The ten-year-old and the eight-year-old stole quiet glances at Nini; Little Sixth babbled and grabbed Nini's hand to chew on. Nini picked up Little Sixth and fed her a small bite of fried bread. “Is it why they have this denunciation ceremony for her today?” the eight-year-old asked after a long moment of silence.

“No,” Nini's mother said. “Who would care about what she did to us? Nobody remembers our misfortune, because we are unimportant people. But that's all right. Justice serves one way or another. One day you are the leader of the Red Guards, the next day you are a counterrevolutionary, waiting for a bullet. Whatever she is sentenced for, I'm just happy to see that she is paying off her debt today.”

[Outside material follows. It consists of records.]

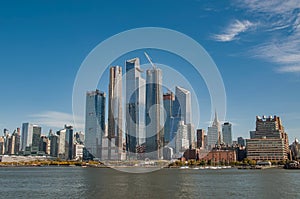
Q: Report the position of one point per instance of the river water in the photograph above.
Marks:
(73, 182)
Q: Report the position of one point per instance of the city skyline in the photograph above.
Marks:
(240, 42)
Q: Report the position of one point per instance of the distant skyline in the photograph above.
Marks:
(255, 44)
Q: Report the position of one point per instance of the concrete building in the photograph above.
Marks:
(30, 138)
(191, 135)
(200, 138)
(227, 133)
(214, 134)
(54, 142)
(94, 122)
(295, 150)
(154, 114)
(78, 151)
(269, 142)
(182, 140)
(168, 100)
(2, 146)
(241, 141)
(65, 143)
(115, 125)
(135, 111)
(216, 156)
(266, 149)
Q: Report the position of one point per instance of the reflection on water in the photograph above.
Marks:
(60, 182)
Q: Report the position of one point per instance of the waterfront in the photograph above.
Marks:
(76, 182)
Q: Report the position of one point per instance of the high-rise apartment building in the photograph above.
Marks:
(115, 112)
(154, 114)
(213, 133)
(94, 122)
(168, 100)
(30, 138)
(200, 138)
(182, 140)
(135, 111)
(182, 104)
(269, 142)
(227, 133)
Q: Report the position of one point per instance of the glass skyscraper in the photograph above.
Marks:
(227, 133)
(154, 107)
(135, 102)
(94, 122)
(30, 137)
(213, 133)
(115, 112)
(168, 106)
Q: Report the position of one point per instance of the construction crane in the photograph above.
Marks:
(149, 59)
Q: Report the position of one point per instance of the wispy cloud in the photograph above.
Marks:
(233, 30)
(282, 17)
(54, 119)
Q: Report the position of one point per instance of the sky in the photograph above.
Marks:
(255, 45)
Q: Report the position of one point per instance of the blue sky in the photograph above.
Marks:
(255, 44)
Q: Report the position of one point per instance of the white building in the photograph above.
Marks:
(182, 141)
(214, 134)
(94, 122)
(227, 133)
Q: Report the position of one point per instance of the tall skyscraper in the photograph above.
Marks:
(182, 140)
(94, 122)
(182, 112)
(213, 133)
(168, 106)
(227, 133)
(269, 141)
(154, 105)
(30, 137)
(241, 141)
(115, 111)
(135, 102)
(182, 104)
(191, 135)
(200, 138)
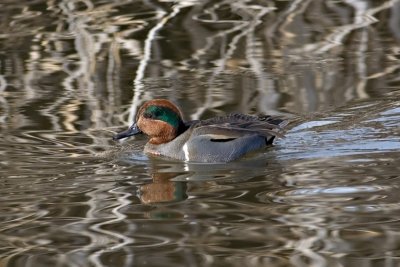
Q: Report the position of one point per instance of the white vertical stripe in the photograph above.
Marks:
(186, 151)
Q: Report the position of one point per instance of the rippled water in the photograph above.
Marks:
(72, 73)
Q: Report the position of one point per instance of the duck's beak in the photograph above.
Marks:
(134, 129)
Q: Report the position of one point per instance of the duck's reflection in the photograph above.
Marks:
(171, 181)
(162, 189)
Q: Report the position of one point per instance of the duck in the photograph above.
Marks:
(214, 140)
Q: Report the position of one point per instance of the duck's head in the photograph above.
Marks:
(160, 119)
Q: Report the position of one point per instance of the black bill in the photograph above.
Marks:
(134, 129)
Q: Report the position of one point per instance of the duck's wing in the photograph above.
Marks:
(237, 125)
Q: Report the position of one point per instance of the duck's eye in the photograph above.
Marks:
(148, 115)
(157, 113)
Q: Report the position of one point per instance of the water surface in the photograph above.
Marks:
(72, 73)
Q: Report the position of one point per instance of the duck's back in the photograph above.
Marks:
(227, 138)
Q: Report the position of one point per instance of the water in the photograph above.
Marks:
(72, 73)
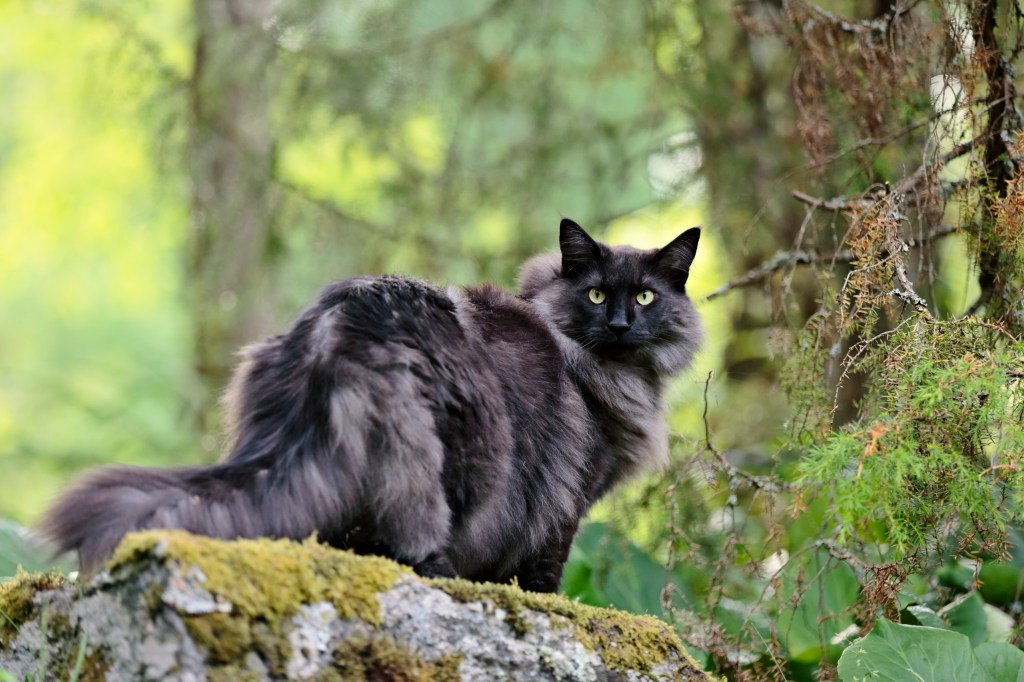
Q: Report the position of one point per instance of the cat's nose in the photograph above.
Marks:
(619, 328)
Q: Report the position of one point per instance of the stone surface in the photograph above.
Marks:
(172, 606)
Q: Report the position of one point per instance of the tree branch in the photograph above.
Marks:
(784, 259)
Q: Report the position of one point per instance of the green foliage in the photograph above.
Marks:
(18, 551)
(915, 653)
(940, 440)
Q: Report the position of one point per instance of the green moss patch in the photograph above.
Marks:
(271, 579)
(382, 658)
(624, 641)
(16, 599)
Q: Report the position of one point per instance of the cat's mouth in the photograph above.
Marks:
(620, 347)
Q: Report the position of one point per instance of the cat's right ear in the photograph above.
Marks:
(580, 251)
(675, 259)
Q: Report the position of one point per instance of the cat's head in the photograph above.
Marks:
(619, 303)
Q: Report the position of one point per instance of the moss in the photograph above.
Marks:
(224, 637)
(94, 667)
(16, 596)
(272, 647)
(383, 658)
(231, 674)
(624, 641)
(270, 579)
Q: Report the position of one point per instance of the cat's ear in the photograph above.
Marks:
(579, 250)
(674, 260)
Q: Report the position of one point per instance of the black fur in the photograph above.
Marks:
(464, 432)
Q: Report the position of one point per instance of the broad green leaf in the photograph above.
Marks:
(1004, 663)
(1001, 582)
(911, 653)
(927, 616)
(999, 625)
(825, 591)
(969, 617)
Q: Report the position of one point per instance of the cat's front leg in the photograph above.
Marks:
(436, 564)
(544, 571)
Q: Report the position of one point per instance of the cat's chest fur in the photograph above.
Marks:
(573, 429)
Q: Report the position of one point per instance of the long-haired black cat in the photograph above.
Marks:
(463, 431)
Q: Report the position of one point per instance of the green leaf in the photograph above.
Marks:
(969, 617)
(927, 616)
(1001, 582)
(1004, 663)
(911, 653)
(826, 592)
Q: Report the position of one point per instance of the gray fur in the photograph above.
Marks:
(465, 432)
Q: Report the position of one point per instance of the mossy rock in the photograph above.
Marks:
(171, 605)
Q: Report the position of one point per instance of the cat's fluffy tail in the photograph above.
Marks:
(221, 501)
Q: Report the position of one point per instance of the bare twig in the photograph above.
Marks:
(785, 259)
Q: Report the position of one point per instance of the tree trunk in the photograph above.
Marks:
(233, 202)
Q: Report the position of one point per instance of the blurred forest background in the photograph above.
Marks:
(178, 178)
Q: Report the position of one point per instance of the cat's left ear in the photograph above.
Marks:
(580, 251)
(674, 260)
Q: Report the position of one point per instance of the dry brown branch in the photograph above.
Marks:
(785, 259)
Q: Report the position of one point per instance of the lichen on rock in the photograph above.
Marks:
(175, 606)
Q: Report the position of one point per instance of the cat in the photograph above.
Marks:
(462, 431)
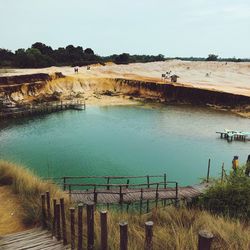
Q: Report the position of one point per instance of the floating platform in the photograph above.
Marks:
(231, 135)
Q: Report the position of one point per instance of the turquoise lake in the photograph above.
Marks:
(125, 140)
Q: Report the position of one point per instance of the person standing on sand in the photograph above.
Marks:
(247, 172)
(235, 164)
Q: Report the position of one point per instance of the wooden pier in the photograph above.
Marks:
(31, 239)
(231, 135)
(38, 109)
(147, 188)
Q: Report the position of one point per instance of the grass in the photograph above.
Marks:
(28, 187)
(173, 228)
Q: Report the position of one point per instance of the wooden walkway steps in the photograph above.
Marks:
(131, 195)
(35, 239)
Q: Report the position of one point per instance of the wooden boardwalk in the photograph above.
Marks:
(131, 195)
(35, 239)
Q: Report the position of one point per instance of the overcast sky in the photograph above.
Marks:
(169, 27)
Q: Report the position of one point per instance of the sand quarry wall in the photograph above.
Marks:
(35, 86)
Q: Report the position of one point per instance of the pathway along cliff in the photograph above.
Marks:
(39, 88)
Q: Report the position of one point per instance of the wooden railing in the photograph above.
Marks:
(54, 218)
(46, 107)
(108, 179)
(124, 189)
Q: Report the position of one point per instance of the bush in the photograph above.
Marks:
(231, 197)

Nini hugged the baby closer, and Little Sixth ran her hand along Nini's cheek until the small fingers got ahold of Nini's ear; she pulled at Nini's ear, a gesture comforting to both of them.

“I've been thinking,” Nini's mother said after a while, her voice calmer now. “I want to have a perm done tomorrow. Many of my colleagues have had it.”

“Will it be safe for the baby?” Nini's father asked.

“I've checked, and they say it's safe,” Nini's mother said. “It's time for me to look more like a woman than a ghost.”

“You've always been the most beautiful woman to me.”

“Who believes your drunken nonsense?” Nini's mother smiled, and raised her cup to meet the cup of her husband.


BASHI WHISTLED and walked home in long and bouncy strides. Every ten or fifteen steps he saw people gather in front of an announcement, and more were walking along the road to join their work units, holding banners and slogans. His mind occupied with Nini, Bashi did not have time to stop and distract himself by talking with these people. He wondered why the idea had never occurred to him before. For several years, he had seen Nini in the street, hauling baskets of coal from the railway station in the early morning; during the day she went to the marketplace and gathered half-withered vegetable leaves the housewives peeled off before they paid. A despicable creature, he had thought of her then. She was still an ugly thing, but she definitely looked more like a girl now. Twelve years old, Bashi said to himself, savoring the pleasure of saying the sweet number out loud. With all the girls growing up healthily and beautifully in the world, who, besides him, would have thought of Nini as a desirable girl? He whistled, loudly and off-key, a love song from a romantic film in the fifties. Two girls in front of the gate of the middle school pointed at him and snickered, and he smiled back nicely, blowing a kiss to them as he had seen an actor do in a movie that, imported from some eastern European country, was the first foreign film ever shown in Muddy River. Bashi had been impressed with the man's ease and had practiced the gesture many times in front of his grandmother's dressing table. The girls walked faster, their faces flushed with indignity, and he laughed and blew another kiss, one of hundreds of kisses he'd blown, and would be blowing, that landed nowhere.

Bashi thought about Mrs. Hua, and then let his thoughts wander to the seven girls the old woman no longer had as daughters. They, although deserted by their parents, must have better faces and bodies than Nini. He wondered why it had never occurred to Nini's parents to leave her on the riverbank to die when she had been born with that horrible face, or why her parents had kept Nini's sisters as well, when obviously a son was what they were trying to get, baby after baby. He thought about the daughters that Mrs. Hua had left with other people as child brides. Perhaps that was what he needed, a young girl purchased from someone like the Huas as a future wife. But a thing like that would take some time. Meanwhile, he had Nini to think about, the ugly yet real girl Nini, who would be expecting him soon.